The Lockyer Valley, west of Brisbane, contains over 100 natural wetlands many of which provide significant habitat for waterbirds. In recognition of these wetlands and their significant values, the Lockyer Valley Regional Council (LVRC) in partnership with Healthy Waterways, Land for Wildlife and the Wetland Awareness Group organised a Wetland Awareness and Bird Identification Bus Tour which visited some of the many beautiful wetlands of the Lockyer Valley.
In late March, Redleaf Environmental wetland ecologists Dr Darren Fielder and Mr Michael Wood were privileged to be invited to speak to the community members on the bus tour. The tour took approximately 30 members of the Wetland Awareness Group, Friends of Lake Apex, LVRC and Land for Wildlife around to several wetlands near Gatton.

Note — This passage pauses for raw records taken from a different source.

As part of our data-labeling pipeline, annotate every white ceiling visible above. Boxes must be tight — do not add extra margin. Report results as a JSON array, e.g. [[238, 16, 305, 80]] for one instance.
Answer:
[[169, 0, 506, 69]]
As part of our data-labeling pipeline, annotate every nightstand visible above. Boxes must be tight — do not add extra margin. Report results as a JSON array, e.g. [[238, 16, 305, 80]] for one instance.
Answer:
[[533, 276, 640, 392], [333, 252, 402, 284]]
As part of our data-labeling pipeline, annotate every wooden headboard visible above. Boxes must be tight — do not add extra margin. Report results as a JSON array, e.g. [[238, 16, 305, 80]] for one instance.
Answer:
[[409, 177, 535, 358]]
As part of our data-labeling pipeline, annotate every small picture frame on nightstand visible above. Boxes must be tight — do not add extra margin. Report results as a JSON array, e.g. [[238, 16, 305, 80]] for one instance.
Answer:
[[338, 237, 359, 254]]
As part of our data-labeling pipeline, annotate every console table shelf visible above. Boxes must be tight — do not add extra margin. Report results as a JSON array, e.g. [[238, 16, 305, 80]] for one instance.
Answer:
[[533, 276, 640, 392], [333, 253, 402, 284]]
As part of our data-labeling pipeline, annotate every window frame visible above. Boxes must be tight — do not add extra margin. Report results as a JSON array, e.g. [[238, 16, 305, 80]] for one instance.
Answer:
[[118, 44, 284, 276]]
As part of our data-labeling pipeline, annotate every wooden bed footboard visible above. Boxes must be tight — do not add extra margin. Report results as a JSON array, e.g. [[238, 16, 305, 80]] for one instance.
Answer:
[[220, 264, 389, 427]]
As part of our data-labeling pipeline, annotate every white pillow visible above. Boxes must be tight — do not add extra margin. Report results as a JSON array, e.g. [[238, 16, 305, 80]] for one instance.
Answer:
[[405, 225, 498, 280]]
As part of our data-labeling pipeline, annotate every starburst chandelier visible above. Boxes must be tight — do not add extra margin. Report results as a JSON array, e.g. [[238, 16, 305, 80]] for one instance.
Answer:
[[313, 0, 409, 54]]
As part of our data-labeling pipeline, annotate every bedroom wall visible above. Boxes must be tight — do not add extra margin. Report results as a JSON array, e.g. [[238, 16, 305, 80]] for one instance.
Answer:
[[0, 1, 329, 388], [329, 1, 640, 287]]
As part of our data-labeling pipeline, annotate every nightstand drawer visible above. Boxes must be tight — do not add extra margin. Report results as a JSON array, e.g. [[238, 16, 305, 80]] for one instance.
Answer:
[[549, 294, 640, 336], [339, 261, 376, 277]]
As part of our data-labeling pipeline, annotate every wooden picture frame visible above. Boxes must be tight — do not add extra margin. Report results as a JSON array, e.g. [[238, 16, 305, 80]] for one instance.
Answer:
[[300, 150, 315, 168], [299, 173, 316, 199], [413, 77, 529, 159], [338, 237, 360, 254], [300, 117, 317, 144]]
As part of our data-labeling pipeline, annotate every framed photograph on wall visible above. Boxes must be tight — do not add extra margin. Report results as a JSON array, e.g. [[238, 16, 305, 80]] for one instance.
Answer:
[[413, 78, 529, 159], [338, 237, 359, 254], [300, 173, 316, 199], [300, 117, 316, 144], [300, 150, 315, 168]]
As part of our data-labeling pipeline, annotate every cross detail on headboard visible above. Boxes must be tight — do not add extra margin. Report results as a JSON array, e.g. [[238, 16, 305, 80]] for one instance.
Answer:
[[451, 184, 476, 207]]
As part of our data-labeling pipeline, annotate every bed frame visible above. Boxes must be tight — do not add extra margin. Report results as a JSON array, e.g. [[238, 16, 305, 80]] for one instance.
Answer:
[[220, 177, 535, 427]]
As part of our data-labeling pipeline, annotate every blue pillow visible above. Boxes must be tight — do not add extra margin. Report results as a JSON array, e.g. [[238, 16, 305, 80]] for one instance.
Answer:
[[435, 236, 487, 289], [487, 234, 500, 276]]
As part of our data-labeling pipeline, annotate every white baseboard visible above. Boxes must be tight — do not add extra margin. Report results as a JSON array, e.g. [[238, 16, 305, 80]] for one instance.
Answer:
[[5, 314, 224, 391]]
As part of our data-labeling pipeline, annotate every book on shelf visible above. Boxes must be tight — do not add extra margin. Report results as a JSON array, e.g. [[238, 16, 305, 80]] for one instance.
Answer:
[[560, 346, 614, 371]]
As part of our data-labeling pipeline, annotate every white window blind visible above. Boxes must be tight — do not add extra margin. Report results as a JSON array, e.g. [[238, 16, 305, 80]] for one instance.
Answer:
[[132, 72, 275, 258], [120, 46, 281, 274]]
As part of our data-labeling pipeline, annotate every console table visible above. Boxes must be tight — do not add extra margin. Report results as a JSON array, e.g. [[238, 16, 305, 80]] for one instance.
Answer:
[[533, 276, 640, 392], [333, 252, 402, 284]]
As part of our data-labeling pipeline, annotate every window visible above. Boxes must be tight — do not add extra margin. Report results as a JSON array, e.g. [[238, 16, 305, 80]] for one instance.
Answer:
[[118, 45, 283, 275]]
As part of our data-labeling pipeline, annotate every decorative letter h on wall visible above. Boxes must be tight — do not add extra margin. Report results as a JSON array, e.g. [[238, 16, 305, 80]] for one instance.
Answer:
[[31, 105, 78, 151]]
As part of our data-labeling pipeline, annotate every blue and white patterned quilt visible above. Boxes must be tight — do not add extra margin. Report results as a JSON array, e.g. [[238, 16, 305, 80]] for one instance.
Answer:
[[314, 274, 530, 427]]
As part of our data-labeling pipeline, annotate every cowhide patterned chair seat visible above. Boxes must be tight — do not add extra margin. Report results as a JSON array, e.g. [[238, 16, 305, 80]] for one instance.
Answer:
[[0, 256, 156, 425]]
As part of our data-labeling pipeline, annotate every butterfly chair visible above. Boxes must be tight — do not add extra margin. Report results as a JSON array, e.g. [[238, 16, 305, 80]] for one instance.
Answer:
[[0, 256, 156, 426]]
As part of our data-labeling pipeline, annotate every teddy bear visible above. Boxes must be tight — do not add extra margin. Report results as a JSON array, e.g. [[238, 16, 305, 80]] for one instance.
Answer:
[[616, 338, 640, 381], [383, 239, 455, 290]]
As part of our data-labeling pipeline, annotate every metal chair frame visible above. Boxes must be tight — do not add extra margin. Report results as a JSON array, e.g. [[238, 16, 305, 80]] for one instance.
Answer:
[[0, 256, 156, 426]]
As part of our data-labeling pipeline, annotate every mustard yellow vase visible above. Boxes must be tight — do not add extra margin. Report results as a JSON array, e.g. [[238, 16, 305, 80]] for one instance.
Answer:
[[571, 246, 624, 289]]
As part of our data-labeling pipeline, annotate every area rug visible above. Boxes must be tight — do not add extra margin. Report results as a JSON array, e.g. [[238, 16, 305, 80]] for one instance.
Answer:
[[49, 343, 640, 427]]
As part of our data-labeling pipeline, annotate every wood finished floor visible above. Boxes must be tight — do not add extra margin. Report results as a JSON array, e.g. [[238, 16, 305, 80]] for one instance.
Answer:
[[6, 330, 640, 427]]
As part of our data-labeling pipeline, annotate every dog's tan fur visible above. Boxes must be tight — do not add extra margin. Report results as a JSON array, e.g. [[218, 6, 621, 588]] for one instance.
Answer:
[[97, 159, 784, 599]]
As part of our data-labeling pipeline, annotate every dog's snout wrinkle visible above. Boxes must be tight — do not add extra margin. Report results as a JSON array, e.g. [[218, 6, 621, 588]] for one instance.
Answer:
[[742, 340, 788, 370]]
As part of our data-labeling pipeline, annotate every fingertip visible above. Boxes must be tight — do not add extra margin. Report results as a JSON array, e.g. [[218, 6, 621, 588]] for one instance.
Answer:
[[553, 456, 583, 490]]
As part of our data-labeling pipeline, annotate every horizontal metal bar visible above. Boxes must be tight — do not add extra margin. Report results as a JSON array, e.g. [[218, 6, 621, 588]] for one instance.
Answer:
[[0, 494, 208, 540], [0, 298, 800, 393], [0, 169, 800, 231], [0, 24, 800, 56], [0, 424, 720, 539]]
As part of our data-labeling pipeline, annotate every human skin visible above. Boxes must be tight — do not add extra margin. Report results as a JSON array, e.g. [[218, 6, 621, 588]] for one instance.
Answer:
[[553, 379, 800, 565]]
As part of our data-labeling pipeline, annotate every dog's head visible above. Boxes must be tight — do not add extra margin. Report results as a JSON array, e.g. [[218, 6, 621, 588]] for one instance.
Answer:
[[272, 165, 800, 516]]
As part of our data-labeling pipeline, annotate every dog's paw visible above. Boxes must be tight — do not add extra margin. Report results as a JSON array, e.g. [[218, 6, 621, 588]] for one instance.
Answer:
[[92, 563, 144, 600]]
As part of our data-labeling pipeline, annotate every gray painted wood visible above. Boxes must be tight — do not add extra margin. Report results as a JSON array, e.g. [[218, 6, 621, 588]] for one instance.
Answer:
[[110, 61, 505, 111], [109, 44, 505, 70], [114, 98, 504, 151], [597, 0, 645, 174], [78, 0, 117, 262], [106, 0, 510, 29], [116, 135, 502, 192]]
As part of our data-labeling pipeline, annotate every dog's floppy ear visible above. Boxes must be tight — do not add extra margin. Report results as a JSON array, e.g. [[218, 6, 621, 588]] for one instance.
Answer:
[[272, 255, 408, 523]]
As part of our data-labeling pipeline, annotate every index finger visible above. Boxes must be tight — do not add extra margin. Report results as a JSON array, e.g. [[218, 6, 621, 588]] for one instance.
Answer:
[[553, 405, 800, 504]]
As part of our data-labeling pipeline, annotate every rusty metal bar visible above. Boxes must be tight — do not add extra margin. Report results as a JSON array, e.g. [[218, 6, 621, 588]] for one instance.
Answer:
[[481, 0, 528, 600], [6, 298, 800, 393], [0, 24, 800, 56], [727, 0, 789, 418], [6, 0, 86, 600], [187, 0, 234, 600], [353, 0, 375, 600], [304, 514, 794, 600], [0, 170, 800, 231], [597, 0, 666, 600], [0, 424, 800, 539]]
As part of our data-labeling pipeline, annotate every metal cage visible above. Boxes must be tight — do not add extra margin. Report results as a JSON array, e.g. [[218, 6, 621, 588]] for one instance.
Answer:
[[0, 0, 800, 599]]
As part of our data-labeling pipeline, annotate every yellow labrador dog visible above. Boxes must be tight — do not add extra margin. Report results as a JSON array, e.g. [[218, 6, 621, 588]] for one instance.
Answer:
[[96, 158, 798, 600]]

The bus tour provided an excellent stage for Dr Darren Fielder and Michael Wood to share their expertise with interested persons from the Gatton community, and to promote awareness and foster appreciation of wetlands. The tour also aimed to further encourage everyone in the participation of wetland conservation measures into the future.
The Lockyer Valley region and its wetlands had received welcome rain in the days leading up to the bus tour. This meant that the physical nature of these wetlands had changed significantly from only a week before when many of the region’s wetlands were rapidly drying out. Another storm front had moved into the region the night prior to the tour making for a wet morning out for those involved.
The bus tour visited Lowes Road Lagoon at Placid Hills, Karasch’s Lagoon near Gatton, the water reservoir of Lake Clarendon, and a privately owned wetland along Millers Road off the Gatton-Esk Road.
As part of the educational experience, RedLeaf wetland ecologists provided a description of each wetland and its associated flora and fauna outlining the ecological and biological processes that promote biodiversity and the importance of wetland conservation as a whole. From Mr Wood’s extensive knowledge of waterbirds he was able to give everyone descriptions of the waterbird diversity including the expected range of species and their preferences within the aquatic habitats.
Notable historical records of bird species recorded in the Lockyer Valley were also discussed including the significance of a wetlands’ position within the broader landscape for biodiversity conservation. Many of the remaining natural wetlands in the Lockyer Valley are subject to disturbances including declining water quality, increasing siltation, removal of riparian vegetation and loss of aquatic habitats. These impacts and others can affect the heath of a wetland and its biodiversity.
Despite the rain on the day, everyone was able to have a look at waterbirds present at the wetlands which were a good representative of what might be expected to be found in the Lockyer Valley. Everyone on the tour seemed to thoroughly enjoy themselves. At RedLeaf Environmental we are proud to support community events like this wetlands bus tour. The buzz shown by the participants made it very satisfying. What a great day!
Thanks to Kaori van Baalen from the LVRC for organising this special community event.